Empty. Naked. Bare. No Mrs. Braun waiting at home.

“Ninety-eight. Ninety-nine.” The older woman closed her change purse in triumph.

The teen behind the cash register slid the money across the counter and dumped it into the drawer without counting it. Her voice was a dead monotone. “Thanks for shopping at Toys-R-Us.”

K-pazz popped a bubble and looked at Melody.

Just as the conversation was getting interesting…
At least it kept her from asking embarrassing or inappropriate questions.

Melody plopped the ridiculous representation of sea life on the counter. “Just this.”

“K.” The teen rang her up. “Twenty-nine ninety-nine.”

Melody swiped her credit card. “No change for me.”

Out of the corner of her eye, she saw Wolf watch her carefully as the teen handed her the receipt and she signed her name.

The teen looked at the stuffed animal as if it were a boulder she couldn’t move. “Do you want a bag?”

“No, thanks.” Melody lifted it from the counter and turned back to Wolf. “See you later.”

“Enjoy your time with your niece.” His voice was uncharacteristically kind, making Melody pause and smile. Wolf held her gaze. All the anxiety of her sleepless night disappeared.

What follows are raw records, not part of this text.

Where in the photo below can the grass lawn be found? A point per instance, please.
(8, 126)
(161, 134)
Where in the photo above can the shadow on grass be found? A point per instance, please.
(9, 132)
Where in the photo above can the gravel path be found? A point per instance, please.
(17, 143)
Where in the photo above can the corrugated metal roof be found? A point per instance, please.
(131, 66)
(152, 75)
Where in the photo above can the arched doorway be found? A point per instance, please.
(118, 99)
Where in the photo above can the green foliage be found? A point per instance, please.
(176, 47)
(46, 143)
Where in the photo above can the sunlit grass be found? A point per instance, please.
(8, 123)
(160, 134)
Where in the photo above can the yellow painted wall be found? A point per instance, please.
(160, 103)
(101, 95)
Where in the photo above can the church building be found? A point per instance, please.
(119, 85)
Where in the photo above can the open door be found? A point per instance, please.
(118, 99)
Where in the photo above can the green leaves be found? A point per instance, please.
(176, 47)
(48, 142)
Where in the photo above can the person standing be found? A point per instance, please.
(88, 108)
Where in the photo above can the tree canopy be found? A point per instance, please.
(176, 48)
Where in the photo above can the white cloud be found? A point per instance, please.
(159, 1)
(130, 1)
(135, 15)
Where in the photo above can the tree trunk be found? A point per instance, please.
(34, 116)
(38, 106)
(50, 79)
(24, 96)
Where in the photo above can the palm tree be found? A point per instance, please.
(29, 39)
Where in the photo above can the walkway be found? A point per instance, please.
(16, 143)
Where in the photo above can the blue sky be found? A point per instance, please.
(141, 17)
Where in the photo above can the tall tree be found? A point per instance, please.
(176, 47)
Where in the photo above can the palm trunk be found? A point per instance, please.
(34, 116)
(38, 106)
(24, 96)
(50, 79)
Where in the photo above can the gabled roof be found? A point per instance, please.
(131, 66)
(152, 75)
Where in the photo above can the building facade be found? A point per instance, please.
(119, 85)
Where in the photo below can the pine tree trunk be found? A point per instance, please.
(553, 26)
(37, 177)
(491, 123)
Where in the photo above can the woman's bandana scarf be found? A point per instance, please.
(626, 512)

She felt as though she was saying good-bye to someone she’d known forever.

“See you at rehearsal.” Melody smiled, but with the mention of the orchestra, Wolf’s face turned to stone. Did he regret telling her about his nephews? Like somehow she’d use the information against him?

Wolf paid for his own purchase but stepped aside instead of walking out with her. He didn’t even bother to respond.

Jeez, I was just making polite conversation.
Anger boiled in Melody’s chest as she rushed from the store to her car and stuffed the turtle in the backseat.
Ten kids or not, I’m not falling for another musician. My spontaneous dating days are over.


Wolf pretended to be absorbed in organizing his wallet, so he didn’t walk out with Melody. Every time he saw her, she drew him in, melting the stone facade he’d constructed to preserve his job in the States.